Soudain, Rémy s'immobilise.

— Vous entendez ? chuchote-t-il.

— Quoi ?

— Les clébards…

Ils observent un silence religieux.

— C'est loin, murmure Sarhaan.

— Mais ça se rapproche… !

Les Tchétchènes se remettent à cavaler, les autres leur emboîtent le pas.

Courir, toujours plus vite. Plus loin.

Fuir la mort qui plane au-dessus d'eux ; oiseau de proie aux ailes gigantesques dont l'ombre les dévore déjà.

Ce n'est qu'un jeu, pourtant.

*

Le charognard tournoie dans le ciel, au-dessus de la forêt. Un vautour fauve, si majestueux en vol, si maladroit au sol… Quelques mètres en dessous de lui, quatre hommes en kaki marchent à toute allure.

— Faut la retrouver ! s'écrie Roland Margon en accélérant encore le pas.

— Et après ? demande Séverin. Qu'est-ce qu'on fera ?

Le pharmacien se retourne pour le toiser méchamment.

— Qu'est-ce que tu veux faire ? Je te signale qu'on vient de buter un type. Que ton fils vient de buter un type !

— Hé ! On est tous mouillés !

— Ouais, mais c'est Gilles qui a porté le coup mortel !

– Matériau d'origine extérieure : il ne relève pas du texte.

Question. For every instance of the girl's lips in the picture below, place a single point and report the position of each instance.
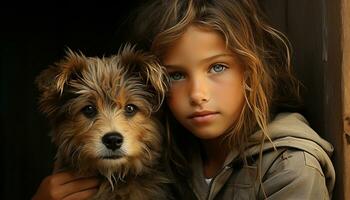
(203, 117)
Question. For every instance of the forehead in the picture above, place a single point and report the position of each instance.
(196, 43)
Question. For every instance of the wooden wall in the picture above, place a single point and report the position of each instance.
(346, 92)
(314, 30)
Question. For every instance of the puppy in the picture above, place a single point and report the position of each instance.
(102, 112)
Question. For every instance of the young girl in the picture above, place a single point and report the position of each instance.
(231, 113)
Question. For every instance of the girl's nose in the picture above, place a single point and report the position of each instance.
(199, 91)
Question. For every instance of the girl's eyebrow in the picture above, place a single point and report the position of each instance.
(210, 58)
(205, 60)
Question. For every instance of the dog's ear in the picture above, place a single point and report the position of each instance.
(53, 81)
(148, 68)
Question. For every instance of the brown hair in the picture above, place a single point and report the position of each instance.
(269, 83)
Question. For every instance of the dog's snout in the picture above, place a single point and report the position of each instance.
(112, 140)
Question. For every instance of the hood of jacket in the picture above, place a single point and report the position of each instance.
(292, 130)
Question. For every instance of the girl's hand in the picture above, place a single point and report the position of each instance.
(66, 186)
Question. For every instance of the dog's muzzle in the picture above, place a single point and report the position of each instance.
(113, 140)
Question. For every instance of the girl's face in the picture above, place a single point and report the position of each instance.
(206, 92)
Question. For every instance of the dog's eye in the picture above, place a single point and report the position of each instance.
(89, 111)
(130, 109)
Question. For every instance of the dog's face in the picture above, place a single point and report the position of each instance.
(102, 110)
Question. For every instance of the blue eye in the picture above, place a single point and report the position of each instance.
(176, 76)
(217, 68)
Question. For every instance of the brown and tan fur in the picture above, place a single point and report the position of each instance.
(102, 112)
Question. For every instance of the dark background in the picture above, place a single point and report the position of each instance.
(34, 36)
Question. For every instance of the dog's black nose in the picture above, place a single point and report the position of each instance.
(112, 140)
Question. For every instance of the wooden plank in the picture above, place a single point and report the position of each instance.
(346, 92)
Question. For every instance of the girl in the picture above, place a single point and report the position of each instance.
(231, 113)
(232, 122)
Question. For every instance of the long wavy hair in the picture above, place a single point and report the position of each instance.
(269, 84)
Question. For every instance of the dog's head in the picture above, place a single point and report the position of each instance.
(101, 110)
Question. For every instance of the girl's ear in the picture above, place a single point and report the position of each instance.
(53, 81)
(147, 67)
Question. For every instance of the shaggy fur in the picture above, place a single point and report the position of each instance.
(102, 114)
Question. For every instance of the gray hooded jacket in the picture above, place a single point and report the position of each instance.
(300, 168)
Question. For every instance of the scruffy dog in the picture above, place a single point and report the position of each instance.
(102, 112)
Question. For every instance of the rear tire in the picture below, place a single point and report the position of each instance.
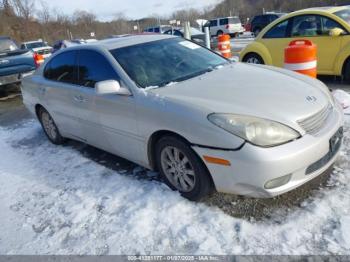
(182, 169)
(253, 58)
(49, 127)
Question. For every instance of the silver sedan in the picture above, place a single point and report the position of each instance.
(203, 122)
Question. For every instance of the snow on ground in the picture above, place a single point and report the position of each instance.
(53, 200)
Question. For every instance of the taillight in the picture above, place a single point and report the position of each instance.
(38, 59)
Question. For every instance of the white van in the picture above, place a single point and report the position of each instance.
(226, 25)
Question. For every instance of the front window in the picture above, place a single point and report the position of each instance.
(35, 45)
(159, 63)
(224, 21)
(278, 31)
(306, 25)
(234, 20)
(344, 14)
(313, 25)
(7, 45)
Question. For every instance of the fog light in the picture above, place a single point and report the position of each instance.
(277, 182)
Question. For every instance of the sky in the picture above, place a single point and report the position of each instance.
(135, 9)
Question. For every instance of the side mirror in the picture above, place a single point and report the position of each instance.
(336, 32)
(111, 87)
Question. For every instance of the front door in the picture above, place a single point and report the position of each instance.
(110, 122)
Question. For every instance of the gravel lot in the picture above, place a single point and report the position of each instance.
(76, 199)
(13, 112)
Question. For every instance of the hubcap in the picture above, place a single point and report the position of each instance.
(178, 169)
(49, 125)
(253, 60)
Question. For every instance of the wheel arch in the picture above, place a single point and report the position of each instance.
(151, 149)
(152, 142)
(37, 108)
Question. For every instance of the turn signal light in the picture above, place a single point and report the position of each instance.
(217, 161)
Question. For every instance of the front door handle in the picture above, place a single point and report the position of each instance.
(42, 90)
(79, 99)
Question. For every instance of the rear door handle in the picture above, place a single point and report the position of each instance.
(79, 99)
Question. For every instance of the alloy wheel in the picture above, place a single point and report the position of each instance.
(178, 169)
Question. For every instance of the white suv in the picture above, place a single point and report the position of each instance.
(226, 25)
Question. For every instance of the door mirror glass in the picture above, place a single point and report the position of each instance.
(336, 32)
(111, 87)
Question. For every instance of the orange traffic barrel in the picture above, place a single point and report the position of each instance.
(301, 56)
(224, 45)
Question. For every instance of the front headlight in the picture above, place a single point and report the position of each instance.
(258, 131)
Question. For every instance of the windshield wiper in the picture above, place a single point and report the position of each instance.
(186, 77)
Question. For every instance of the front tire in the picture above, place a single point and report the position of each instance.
(219, 33)
(253, 58)
(49, 127)
(181, 168)
(257, 31)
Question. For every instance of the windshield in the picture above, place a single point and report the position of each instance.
(7, 45)
(159, 63)
(344, 14)
(35, 45)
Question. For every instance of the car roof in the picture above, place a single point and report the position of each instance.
(130, 40)
(225, 17)
(31, 42)
(328, 9)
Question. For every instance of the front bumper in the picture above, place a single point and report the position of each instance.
(13, 78)
(252, 167)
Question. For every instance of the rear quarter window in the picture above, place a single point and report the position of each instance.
(62, 68)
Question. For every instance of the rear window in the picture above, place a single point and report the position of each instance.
(35, 45)
(7, 45)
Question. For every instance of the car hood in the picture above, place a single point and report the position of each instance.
(265, 92)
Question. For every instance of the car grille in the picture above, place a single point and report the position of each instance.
(314, 123)
(328, 157)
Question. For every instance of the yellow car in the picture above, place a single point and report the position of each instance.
(327, 27)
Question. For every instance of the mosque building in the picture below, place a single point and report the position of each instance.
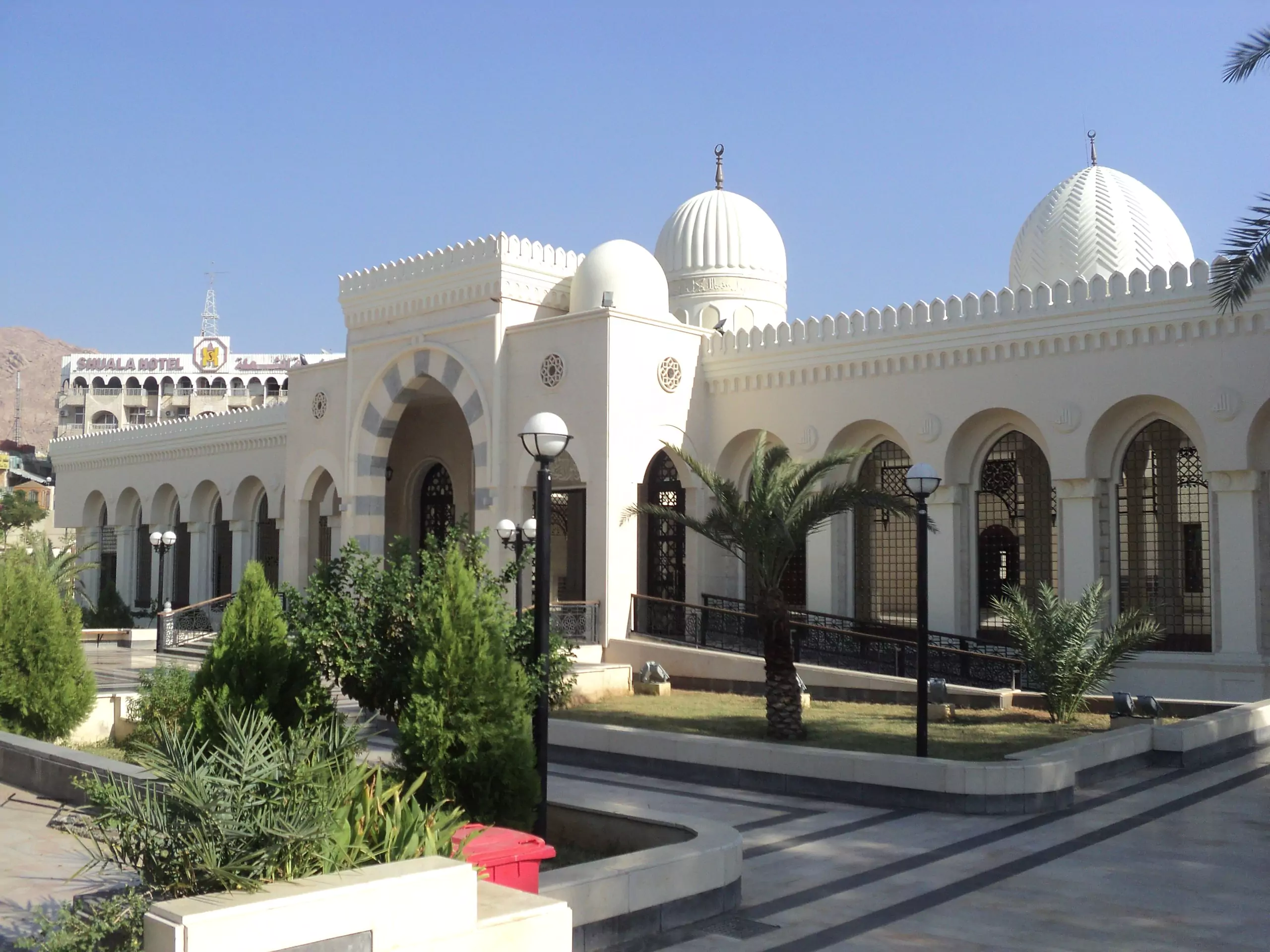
(1094, 419)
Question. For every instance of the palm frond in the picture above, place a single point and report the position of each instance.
(1248, 259)
(1248, 56)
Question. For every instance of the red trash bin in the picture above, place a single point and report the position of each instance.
(509, 857)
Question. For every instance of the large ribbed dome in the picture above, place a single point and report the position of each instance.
(720, 232)
(726, 262)
(1096, 223)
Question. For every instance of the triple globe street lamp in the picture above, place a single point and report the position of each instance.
(922, 481)
(163, 542)
(544, 438)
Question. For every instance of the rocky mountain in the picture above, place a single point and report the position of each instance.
(40, 359)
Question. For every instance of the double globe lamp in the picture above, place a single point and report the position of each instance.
(544, 438)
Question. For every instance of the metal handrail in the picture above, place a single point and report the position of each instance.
(731, 630)
(172, 631)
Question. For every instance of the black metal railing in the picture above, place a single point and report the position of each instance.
(577, 621)
(726, 629)
(196, 622)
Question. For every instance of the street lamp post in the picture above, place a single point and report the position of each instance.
(162, 542)
(516, 537)
(544, 438)
(921, 481)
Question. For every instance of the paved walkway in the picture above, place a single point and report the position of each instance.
(39, 862)
(1162, 860)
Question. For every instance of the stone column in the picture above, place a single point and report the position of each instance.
(1235, 564)
(820, 570)
(126, 572)
(92, 578)
(1081, 535)
(949, 567)
(241, 550)
(200, 561)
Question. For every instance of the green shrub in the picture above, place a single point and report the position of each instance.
(357, 619)
(46, 688)
(466, 720)
(253, 664)
(111, 611)
(261, 805)
(521, 642)
(111, 924)
(1066, 649)
(164, 699)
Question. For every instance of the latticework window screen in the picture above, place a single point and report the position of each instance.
(1016, 520)
(886, 546)
(1164, 536)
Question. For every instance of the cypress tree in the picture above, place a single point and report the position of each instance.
(46, 688)
(253, 664)
(466, 721)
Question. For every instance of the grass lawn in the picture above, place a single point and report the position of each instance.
(882, 729)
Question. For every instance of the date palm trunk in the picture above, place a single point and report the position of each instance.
(784, 699)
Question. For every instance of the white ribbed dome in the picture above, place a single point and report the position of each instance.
(720, 232)
(628, 275)
(726, 262)
(1096, 223)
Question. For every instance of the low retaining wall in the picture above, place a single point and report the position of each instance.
(1030, 781)
(679, 870)
(50, 770)
(705, 669)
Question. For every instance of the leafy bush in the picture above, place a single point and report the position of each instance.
(164, 699)
(384, 823)
(111, 611)
(423, 640)
(110, 924)
(46, 687)
(1065, 647)
(262, 805)
(466, 719)
(253, 664)
(521, 642)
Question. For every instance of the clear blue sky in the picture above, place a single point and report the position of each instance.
(897, 146)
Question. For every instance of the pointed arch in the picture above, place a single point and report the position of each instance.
(380, 411)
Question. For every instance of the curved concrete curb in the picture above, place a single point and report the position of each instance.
(653, 890)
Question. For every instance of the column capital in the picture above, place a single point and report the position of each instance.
(1234, 480)
(1079, 488)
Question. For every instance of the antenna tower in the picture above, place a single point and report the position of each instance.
(17, 413)
(211, 320)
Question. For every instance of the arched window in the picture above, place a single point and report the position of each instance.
(267, 542)
(437, 504)
(1164, 536)
(143, 569)
(1016, 516)
(886, 545)
(666, 540)
(180, 561)
(223, 554)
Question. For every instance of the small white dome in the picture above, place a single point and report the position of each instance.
(625, 271)
(722, 232)
(1096, 223)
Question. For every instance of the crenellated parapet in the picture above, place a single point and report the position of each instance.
(484, 268)
(1009, 324)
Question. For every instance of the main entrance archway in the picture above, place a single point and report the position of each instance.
(418, 376)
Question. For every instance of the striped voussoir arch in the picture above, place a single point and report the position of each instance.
(388, 402)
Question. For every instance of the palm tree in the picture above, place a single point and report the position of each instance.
(1248, 250)
(786, 500)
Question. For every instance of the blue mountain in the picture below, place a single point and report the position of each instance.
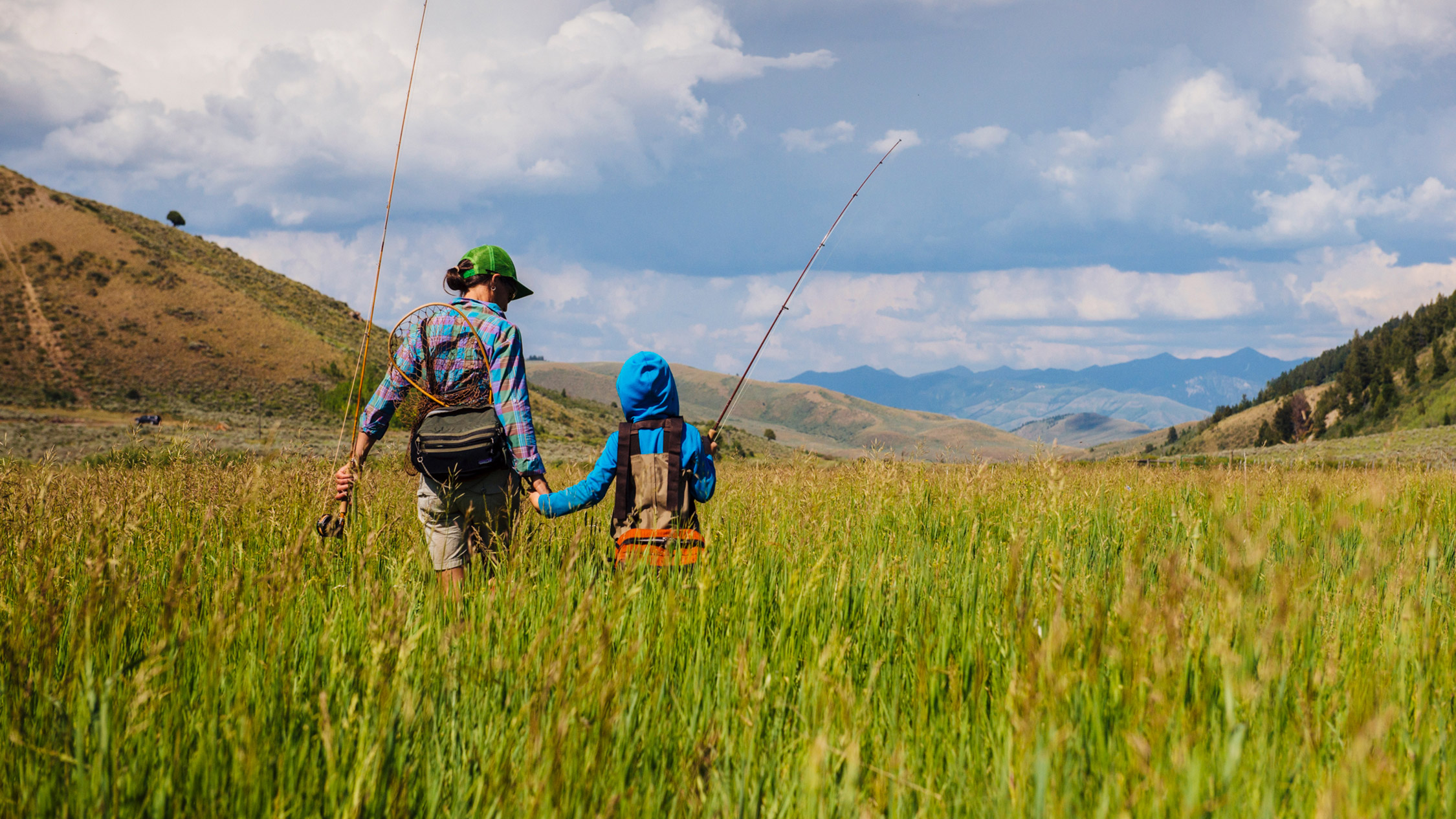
(1156, 392)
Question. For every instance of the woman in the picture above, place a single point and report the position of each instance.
(476, 511)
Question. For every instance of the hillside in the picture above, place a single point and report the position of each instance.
(107, 309)
(1395, 377)
(1155, 392)
(800, 415)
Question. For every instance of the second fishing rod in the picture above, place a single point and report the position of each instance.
(784, 307)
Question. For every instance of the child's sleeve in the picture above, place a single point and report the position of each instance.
(589, 490)
(698, 460)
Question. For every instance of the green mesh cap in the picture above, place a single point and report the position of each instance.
(491, 259)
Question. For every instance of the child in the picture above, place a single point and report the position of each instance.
(660, 469)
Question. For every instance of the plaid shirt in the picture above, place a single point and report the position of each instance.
(455, 358)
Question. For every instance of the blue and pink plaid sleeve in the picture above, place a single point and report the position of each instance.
(381, 408)
(513, 404)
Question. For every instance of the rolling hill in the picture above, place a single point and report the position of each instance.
(802, 415)
(105, 313)
(107, 309)
(1395, 377)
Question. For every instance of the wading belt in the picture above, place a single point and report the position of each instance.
(656, 546)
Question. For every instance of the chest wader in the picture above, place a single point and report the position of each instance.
(654, 518)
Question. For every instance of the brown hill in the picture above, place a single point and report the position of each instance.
(802, 415)
(102, 307)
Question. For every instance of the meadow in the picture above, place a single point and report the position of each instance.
(870, 638)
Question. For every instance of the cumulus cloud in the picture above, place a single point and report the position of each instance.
(1344, 25)
(1171, 127)
(816, 140)
(1366, 285)
(1337, 83)
(1210, 111)
(980, 142)
(906, 138)
(549, 107)
(1323, 212)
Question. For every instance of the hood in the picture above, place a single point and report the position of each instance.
(647, 389)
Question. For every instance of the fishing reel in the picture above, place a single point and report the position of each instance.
(333, 524)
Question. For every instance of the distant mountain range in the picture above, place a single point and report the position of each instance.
(1082, 430)
(1155, 392)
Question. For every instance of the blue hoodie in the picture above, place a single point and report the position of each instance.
(647, 392)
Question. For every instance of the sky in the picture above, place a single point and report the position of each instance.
(1076, 182)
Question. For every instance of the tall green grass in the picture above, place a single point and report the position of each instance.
(865, 639)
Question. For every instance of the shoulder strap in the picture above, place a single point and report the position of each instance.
(630, 446)
(673, 446)
(625, 490)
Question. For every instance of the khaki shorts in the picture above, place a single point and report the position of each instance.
(468, 517)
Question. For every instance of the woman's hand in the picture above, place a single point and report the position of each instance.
(538, 488)
(344, 482)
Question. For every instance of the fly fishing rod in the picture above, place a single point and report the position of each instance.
(785, 306)
(333, 524)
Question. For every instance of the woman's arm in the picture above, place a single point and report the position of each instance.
(701, 463)
(513, 404)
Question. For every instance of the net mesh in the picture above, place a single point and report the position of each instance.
(439, 351)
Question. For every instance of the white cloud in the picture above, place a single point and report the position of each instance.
(263, 115)
(1337, 83)
(982, 140)
(1381, 30)
(906, 138)
(1210, 111)
(1324, 212)
(816, 140)
(1429, 25)
(1366, 285)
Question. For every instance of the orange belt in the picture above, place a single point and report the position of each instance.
(653, 546)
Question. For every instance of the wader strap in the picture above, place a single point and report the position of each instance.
(673, 446)
(630, 446)
(626, 492)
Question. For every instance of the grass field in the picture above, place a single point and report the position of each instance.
(871, 638)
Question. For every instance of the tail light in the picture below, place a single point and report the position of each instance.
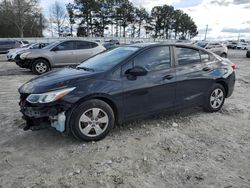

Le fiston reste muet ; il semble complètement anéanti.

— Et si la nana parle aux gendarmes, on se retrouve tous les quatre à l'ombre ! assène Roland.

— On voulait pas le tuer ! Et puis c'était un meurtrier, un salaud ! répond Séverin.

— Ça changera pas grand-chose, ajoute soudain le patron de l'auberge. Si elle nous dénonce, on va en prison. Et pour un bon moment…

Ils se taisent quelques instants, puis Margon reprend la parole, les rênes de ce drôle d'équipage.